Un procès emblématique: Philip Morris perd contre l’Uruguay

philipPar Juan Luis Berterretche

La plus grande multinationale du tabac du monde – dont le siège opérationnel se situe à Lausanne (Suisse) – avait dénoncé l’Uruguay devant le CRIDI, le Centre international pour le règlement des différends relatifs aux investissements, qui dépend de la Banque mondiale, en réclamant 25 millions de dollars pour des soi-disant préjudices causés à l’entreprise par la politique de santé publique qu’avait instituée le premier gouvernement du président Tabaré Vázquez en 2005.

Mais voilà que c’est Philip Morris qui va devoir payer à l’Uruguay 7 millions de dollars pour honoraires et frais d’avocats. Avec ce procès fait à un petit pays, la transnationale prétendait intimider d’autres pays qui tenteraient de prendre des mesures souveraines contre le tabagisme.

Ce jugement ouvre pour le monde un panorama différent. A partir d’aujourd’hui, il existe un précédent juridique international en faveur des pays qui décident de prendre des mesures contre le vice cancérigène de la cigarette.

Tant l’Organisation panaméricaine de la santé que l’OMS ont appuyé l’Uruguay contre la multinationale du tabac.
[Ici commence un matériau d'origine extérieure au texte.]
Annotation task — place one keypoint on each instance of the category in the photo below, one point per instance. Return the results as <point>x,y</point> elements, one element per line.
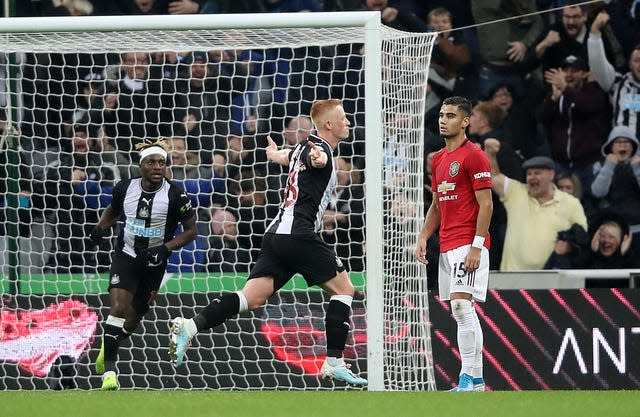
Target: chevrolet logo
<point>444,187</point>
Et également certains pays du continent comme la Bolivie, l’Equateur et le Venezuela. Egalement l’Argentine, quand Cristina Fernández de Kirchner était encore présidente et le Brésil avant l’impeachment/coup d’Etat qui a fait président l’usurpateur Michel Tremer. La Suède et l’Australie également avaient rendu public leur appui à l’Uruguay à ce propos.

Empoisonner les gens avec Hollywood

Philip Morris a été fondée comme un magasin de tabac à Londres en 1847. L’entreprise s’est déplacée aux Etats-Unis en 1902 et dans les années suivantes a été acquise en totalité par du capital des Etats-Unis. Depuis 1983 Philip Morris est la plus grande entreprise de tabac du monde. Ses ventes représentent plus de 15% du marché mondial des cigarettes, avec sa marque emblématique Marlboro.

Durant le siècle passé, Hollywood, associée aux entreprises du tabac, intercalait dans ses films des scènes où les acteurs allumaient une cigarette dans les moments culminants de calme, d’émotion ou de méditation. De cette manière, ils ont créé le lien entre fumer et les moments importants de la vie. Trois générations furent ainsi soumises au charme empoisonné de la fumée criminelle des capitalistes du tabac. Mais quand le cow-boy de Marlboro est décédé avec ses poumons détruits, la cigarette a cessé de représenter charme et glamour pour devenir synonyme de cancer. Et depuis le monde tente de s’en libérer.

Le siège de Philip Morris International à Lausanne (Suise)
Le siège de Philip Morris International à Lausanne (Suisse)

Philip Morris a son siège principal à Lausanne en Suisse pour profiter des avantages fiscaux et de transferts des capitaux (blanchiment). Et aussi pour éviter la justice des Etats-Unis. Le 6 juin 2001, un jury de Los Angeles en Californie a condamné l’entreprise à payer 3 milliards de dollars à un fumeur de 56 ans avec un cancer du poumon en phase terminale. Ce fut le cas le plus coûteux dans un procès à propos des cigarettes et probablement le plus important de la part d’un individu contre une entreprise des Etats-Unis.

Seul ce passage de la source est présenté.